The biggest jet engines ever seen are now hanging from the longest wings on any Boeing plane. Ahead of the new 777X jet's rollout, Boeing offered a first look at its jaw-dropping GE-9X engines inside its Everett assembly plant.

The biggest jet engines ever seen are now hanging from the longest wings on any Boeing plane.

Ahead of the new 777X jet’s rollout next month, Boeing offered a first look at these jaw-dropping GE-9X engines inside its Everett assembly plant.

The engine, featuring a huge front fan with 16 carbon composite blades, each twisted into a thin, aerodynamically curved shape, is encased in a carbon composite pod, or nacelle, that gives it a diameter of 184 inches at the widest point.

The fuselage of a single-aisle Boeing 737 that you might fly on a typical domestic flight would fit comfortably within those outer nacelle dimensions.

The engine is the product of an investment of more than $2 billion by General Electric.

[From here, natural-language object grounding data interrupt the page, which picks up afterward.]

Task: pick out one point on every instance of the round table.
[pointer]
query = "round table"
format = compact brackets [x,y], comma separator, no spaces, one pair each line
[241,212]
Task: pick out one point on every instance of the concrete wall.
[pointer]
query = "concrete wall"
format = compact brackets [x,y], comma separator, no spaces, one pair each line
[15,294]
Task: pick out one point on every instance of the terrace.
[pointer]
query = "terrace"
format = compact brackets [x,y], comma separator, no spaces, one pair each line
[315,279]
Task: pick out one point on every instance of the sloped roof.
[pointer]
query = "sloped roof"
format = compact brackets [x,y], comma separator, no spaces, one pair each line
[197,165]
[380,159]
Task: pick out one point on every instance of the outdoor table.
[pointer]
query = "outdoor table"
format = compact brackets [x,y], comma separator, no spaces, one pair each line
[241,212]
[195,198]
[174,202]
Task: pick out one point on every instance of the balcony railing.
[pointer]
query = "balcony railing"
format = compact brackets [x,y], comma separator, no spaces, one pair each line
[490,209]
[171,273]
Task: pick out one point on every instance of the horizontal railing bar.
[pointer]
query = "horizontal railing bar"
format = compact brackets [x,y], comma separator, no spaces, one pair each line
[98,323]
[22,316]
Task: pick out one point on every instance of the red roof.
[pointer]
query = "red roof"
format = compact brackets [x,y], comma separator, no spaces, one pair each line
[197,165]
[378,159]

It was assembled in Durham, N.C., and Peebles, Ohio, from parts built all over the U.S., Europe and Japan. The GE-9X is an evolution of the GE-90 engine, of which more than 2,600 have been delivered. That engine has exclusively powered Boeing’s 777-300ER since it entered service with British Airways in November 1995.

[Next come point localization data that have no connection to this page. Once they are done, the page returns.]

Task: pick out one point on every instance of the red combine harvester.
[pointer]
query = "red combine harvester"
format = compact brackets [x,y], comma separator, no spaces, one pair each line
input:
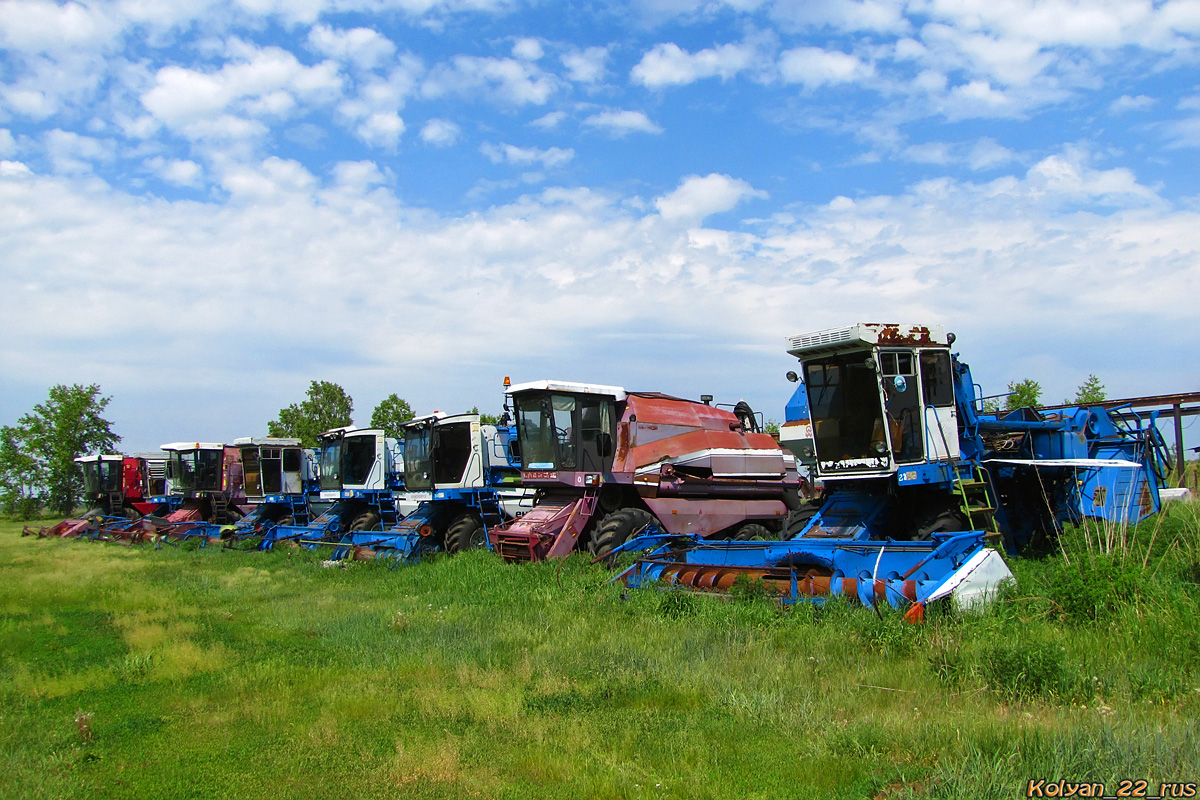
[607,463]
[114,486]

With a maximum engine pod diameter of 166 inches, the GE-90 was previously the world’s biggest jet engine but is now overshadowed by this gigantic GE-9X variant.

Because of the extra aerodynamic efficiency of Boeing’s immense 777X wing, the new engine doesn’t have to be quite as powerful as the current one, delivering 105,000 pounds of thrust compared to the 115,000 pounds from the GE-90. So the GE-9X is projected to burn 10 percent less jet fuel than the current engine.

GE tested the -9X engine in flight for the first time in March 2018, when a test model was mounted to a specially designed pylon on a 747 jumbo jet, replacing one of that test plane’s four much-smaller engines. This spring, the engines will boost the 777X into the sky on its maiden flight, commencing about a year of extensive flight tests.